The moon was high. Its light gazing on the leaves and the earth. I stood up with some difficulty, straightened my spine and threw the shroud over me, like a burqa, white like a sheet. Along the aisles between the graves I started walking. My feet bones knocking against the pebbles, awakening the owls. I walked and walked in my stiff and somewhat clanky way until I found myself near the side window of the small cottage. I tried to tiptoe as the path's gravel crunched under my heels making some unwanted noise.
I knew this cottage well. It used to be mine. A chimney and shutters. They were still there. New paint was covering the old, the one I had put on myself. Here and there faint smudges remained. To think that I used to open these doors, these windows. Lock them at night. My fingerprints would have been everywhere. I had been part of the furniture, the walls, the family, the many decisions. My spirit at least would still be lurking around the cornices and along the corridors, silently, hiding its face and holding its breath.
I stood at the window. Through the openings of my shroud, my eye orbits close to the pane, my forehead touching it, I peered inside my home. Oh Robbie, such big hands ... And you, Twiggy, a young woman now ... I'm proud of you. Of both of you.
I stared at my wife, Linda, serving a roast. He was looking at her, his eyes hovering over her, showing visible contentment. And so did hers. He was the one now performing my duties about the house, talking to my children, sitting with my wife on the sofa, chatting with her. Tonight he'd share my bed with her.
Would there still be a photo of me on a wall? I couldn't quite see one from here, but perhaps from another room, from my children's windows. Up on the first floor. I walked to the back to fetch the ladder. Their tv on smothered the rattling sound I unavoidably made. I climbed, carefully lifting my feet on each rung. Clumsier and noisier than I once was. Even though much lighter.

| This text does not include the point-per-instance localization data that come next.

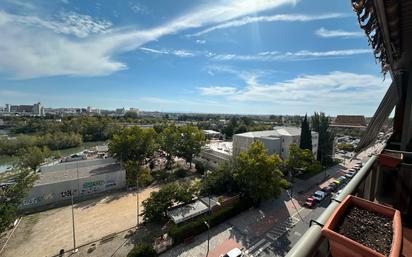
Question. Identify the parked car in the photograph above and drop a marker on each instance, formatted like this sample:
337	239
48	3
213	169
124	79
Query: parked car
333	186
327	189
319	196
310	202
350	174
235	252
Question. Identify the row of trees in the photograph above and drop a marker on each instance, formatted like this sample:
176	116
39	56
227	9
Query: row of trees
54	141
89	128
11	194
135	146
320	124
254	174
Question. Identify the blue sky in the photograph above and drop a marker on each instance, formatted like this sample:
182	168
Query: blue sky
230	56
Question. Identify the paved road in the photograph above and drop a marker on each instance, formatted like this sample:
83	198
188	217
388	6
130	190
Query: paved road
275	227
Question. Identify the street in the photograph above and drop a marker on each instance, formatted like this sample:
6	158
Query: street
273	228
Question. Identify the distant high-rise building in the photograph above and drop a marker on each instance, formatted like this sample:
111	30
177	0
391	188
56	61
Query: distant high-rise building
120	111
136	110
38	109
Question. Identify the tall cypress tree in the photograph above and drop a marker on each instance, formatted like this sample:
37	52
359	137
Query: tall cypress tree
320	124
305	135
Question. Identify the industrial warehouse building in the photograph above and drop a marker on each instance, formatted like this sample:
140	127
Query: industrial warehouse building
276	141
216	152
83	179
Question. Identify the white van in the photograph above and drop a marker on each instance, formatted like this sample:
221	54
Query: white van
319	195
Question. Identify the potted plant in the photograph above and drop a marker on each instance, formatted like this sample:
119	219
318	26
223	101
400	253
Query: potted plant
390	159
362	228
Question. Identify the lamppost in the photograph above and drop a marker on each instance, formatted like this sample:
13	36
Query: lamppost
72	201
208	237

There was a portrait on the wall but was it of myself? It seemed out of focus. While they were all downstairs, I dared to enter through the open window, have a close look at it. Still slightly blurred. Was it because my eyes had suffered the ravages of time under the earth?
I placed the ladder back, there in the shed. My habitual instinct though made me lean it on the opposite wall from where he kept it. Satisfied, I looked. Yes, it was now exactly where I had always seen it and where I felt it should stand.
I turned around, my legs clattering a little like castanets but at a much slower pace. The moon was still high, watching me, streaming light on me. My shroud was flapping in the breeze, hugging my bones, defining my silhouette. I walked back to my grave, bared my ivory frame and buried myself with soil and leaves.